Kupas Tuntas Biopolimer

https://i1.wp.com/warstek.com/wp-content/uploads/2015/05/Metabolix3_14726690856455.jpg?resize=600%2C445&ssl=1

Polimer adalah material yang dibentuk oleh satuan struktur berupa monomer yang berulang. Polimer dibuat berasal dari sintetis, semisintesis, dan polimer yang tersedia di alam atau alami. Polimer sintesis adalah polimer yang banyak dan umum digunakan, namun permasalahan muncul berkaitan dengan produk habis pakai (limbah) maupun dengan sumber bahan baku untuk sintesis polimer itu sendiri.

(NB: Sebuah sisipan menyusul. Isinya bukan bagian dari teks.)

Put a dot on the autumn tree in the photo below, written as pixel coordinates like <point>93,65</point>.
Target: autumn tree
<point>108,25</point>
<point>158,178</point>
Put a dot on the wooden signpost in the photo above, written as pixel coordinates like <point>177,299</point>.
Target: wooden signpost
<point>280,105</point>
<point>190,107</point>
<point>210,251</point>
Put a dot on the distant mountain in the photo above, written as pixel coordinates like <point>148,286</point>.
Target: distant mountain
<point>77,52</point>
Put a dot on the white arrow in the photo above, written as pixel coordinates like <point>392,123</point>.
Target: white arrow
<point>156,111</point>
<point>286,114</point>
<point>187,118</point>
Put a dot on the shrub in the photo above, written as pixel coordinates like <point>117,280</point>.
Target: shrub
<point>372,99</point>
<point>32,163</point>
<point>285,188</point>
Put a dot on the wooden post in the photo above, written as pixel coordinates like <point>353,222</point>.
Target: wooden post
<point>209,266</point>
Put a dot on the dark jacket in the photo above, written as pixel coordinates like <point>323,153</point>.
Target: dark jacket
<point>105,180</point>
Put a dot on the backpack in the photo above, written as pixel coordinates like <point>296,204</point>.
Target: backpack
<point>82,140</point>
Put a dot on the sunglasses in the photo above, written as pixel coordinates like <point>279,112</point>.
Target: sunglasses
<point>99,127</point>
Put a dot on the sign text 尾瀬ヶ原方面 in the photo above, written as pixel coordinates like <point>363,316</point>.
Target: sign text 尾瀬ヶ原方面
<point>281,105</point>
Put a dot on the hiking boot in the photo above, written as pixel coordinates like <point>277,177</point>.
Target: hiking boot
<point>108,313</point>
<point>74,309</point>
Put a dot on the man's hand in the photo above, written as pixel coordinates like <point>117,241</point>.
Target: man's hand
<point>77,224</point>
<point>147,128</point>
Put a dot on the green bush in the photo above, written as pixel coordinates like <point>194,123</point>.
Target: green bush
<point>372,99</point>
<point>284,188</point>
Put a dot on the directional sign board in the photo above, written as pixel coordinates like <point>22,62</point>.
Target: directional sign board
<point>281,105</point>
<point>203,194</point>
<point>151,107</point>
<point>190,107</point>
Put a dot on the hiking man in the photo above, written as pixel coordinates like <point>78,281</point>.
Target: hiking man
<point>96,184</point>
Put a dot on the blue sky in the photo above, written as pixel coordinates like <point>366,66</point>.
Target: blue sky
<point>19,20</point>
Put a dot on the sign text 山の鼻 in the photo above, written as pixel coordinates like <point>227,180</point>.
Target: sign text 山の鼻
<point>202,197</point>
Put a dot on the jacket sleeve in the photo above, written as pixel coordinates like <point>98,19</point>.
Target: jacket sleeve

Limbah polimer sintesis menimbulkan pencemaran lingkungan yang sulit diurai, sedangkan bahan baku polimer sintesis berasal dari minyak bumi yang merupakan sumber tak terbarukan yang dapat habis sewaktu-waktu. Maka dari itu, banyak aplikasi dan penelitian tentang polimer beralih pada polimer alami.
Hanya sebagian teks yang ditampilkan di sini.